Das Sonntagsevangelium berichtete vom Seesturm. Die Jünger Jesu gingen in ihrem Boot auf dem See Genezareth fast unter, doch Jesus schlief. In höchster Not und Gefahr weckten die Jünger Jesus auf und er beruhigte das tosende Wasser. Der Prediger nahm dieses Ereignis auf und fragte in die sehr gut gefüllte Klosterkirche, welche Wünsche und Nöte die heutigen Menschen haben. Würden wir Jesus auch aufwecken? Der schlafende Christus will von uns geweckt werden; wir dürfen und sollen zu ihm mit unseren Bitten und Fragen kommen. Weckt Christus auf mit den Gebeten! Selbstverständlich ist Gott immer da, aber die Beziehung kann nur gelingen, wenn es zur Kommunikation zwischen Mensch und Gott kommt. Das Motto der Wallfahrt war dann auch: «Ich, Jesus, bin mit euch». Ob Stürme toben oder der Alltag an den Kräften zehrt, Christus ist mit uns.
Der Nachmittag war geprägt mit Gelegenheit zu Kreuzweg und Andacht. Dieses Jahr durften wir den Wallfahrtspater Philipp Steiner kennenlernen. Er empfing uns anstelle des Abtes im repräsentativen «Grossen Saal». Da kommt die Menschenwürde ins Spiel, nicht nur die Barockkirche-Kirche als Begegnungsort mit Gott, sondern auch die Begegnung von Mensch zu Mensch wird gewürdigt mit dem herrlichen Saal.
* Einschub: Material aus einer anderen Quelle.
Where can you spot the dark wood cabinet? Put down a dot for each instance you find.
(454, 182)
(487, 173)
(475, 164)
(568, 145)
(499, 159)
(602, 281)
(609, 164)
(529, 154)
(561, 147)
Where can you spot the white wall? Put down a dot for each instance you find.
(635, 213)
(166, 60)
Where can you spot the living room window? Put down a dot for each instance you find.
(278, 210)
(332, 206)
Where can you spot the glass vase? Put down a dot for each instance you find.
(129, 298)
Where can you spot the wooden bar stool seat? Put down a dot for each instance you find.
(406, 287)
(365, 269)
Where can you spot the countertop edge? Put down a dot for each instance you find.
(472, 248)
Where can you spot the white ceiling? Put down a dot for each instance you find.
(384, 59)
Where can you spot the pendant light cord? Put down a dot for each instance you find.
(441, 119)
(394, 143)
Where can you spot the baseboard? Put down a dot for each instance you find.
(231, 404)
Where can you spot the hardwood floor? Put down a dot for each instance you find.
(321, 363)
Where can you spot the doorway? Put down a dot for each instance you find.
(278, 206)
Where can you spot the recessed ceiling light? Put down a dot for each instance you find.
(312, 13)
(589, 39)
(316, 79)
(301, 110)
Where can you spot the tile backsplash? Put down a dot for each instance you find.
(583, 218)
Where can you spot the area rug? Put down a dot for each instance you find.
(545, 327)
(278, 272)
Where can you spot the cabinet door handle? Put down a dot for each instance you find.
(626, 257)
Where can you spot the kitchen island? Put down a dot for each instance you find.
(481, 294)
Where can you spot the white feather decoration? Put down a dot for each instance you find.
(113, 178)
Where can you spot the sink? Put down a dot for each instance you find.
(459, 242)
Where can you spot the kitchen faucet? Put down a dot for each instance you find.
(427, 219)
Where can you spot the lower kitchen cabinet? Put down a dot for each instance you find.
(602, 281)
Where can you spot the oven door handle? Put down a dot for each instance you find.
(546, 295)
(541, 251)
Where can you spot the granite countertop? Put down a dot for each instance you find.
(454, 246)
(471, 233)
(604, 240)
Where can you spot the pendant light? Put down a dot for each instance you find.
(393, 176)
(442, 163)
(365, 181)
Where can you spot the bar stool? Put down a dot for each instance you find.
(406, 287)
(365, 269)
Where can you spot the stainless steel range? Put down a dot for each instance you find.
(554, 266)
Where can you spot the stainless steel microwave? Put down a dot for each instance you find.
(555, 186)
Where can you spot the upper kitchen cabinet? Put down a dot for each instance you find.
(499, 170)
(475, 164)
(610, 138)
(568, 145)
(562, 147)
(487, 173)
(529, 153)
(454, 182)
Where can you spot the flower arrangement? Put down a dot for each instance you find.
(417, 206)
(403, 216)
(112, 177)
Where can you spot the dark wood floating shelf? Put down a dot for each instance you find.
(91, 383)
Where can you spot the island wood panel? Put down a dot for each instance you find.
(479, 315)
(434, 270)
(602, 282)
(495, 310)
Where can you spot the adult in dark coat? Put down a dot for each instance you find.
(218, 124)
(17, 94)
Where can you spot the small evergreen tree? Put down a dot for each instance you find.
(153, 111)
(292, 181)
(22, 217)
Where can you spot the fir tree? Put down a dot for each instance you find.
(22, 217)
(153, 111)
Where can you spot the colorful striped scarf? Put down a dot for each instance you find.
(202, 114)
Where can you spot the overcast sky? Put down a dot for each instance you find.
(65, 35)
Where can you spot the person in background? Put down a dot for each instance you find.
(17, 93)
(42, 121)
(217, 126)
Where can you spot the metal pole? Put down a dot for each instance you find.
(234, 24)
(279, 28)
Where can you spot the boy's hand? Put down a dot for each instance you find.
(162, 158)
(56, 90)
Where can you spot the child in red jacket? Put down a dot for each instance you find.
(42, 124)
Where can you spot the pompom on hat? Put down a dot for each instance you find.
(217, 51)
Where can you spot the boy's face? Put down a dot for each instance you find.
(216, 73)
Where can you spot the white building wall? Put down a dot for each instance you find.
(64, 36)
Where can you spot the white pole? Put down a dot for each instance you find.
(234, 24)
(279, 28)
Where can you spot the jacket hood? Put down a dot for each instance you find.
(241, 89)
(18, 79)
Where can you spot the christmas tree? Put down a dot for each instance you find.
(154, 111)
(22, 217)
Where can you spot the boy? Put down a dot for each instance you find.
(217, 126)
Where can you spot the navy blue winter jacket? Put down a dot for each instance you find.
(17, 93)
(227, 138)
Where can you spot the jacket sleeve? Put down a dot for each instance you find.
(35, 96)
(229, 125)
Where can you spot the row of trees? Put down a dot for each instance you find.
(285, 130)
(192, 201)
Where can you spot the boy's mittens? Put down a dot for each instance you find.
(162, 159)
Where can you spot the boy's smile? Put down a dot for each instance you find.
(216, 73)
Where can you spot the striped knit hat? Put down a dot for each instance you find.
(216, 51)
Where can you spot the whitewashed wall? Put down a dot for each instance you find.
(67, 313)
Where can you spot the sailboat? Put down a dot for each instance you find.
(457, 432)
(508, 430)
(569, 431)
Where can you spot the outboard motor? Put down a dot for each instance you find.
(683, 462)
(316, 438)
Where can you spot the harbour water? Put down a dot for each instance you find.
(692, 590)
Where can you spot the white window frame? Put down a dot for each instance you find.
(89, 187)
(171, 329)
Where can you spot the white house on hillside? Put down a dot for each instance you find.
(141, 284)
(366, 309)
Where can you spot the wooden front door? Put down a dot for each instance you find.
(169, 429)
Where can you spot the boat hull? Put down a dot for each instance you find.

Pater Philipp erzählte seinen Werdegang, wie er mit 21 Jahren ins Kloster Einsiedeln kam. Seit rund 1000 Jahren ist der Abt des Klosters auch gleichberechtigt mit den Bischöfen und darf Stab und Mitra in den Gottesdiensten tragen. Was Klöster gemeinsam oder Unterschiedliches haben, war dank Bruder Paul Zahner vom Kloster Näfels im Vergleich zu Einsiedeln zu erfahren. Viel zu schnell ging die Frage-Runde vorbei.
Zum Abschluss durfte die Vesper, das Abendgebet der Mönche, nicht fehlen. Weltbekannt ist die Prozession in Einsiedeln zum Gnadenbild der Muttergottes, der Schwarzen Madonna. Die Mönche singen das Salve Regina, nach der dort üblichen Melodie.
Auch die Regierungsräte Andrea Bettiga und Markus Heer waren als Gäste mit dabei. Ein Zeichen, wie sich Politik und Religion ergänzen. Vertreter der Kantonalkirche und die Pfarrer haben sich engagiert; Kreuz und Fahnenträger gaben dem Pilgertag eine besondere Würde.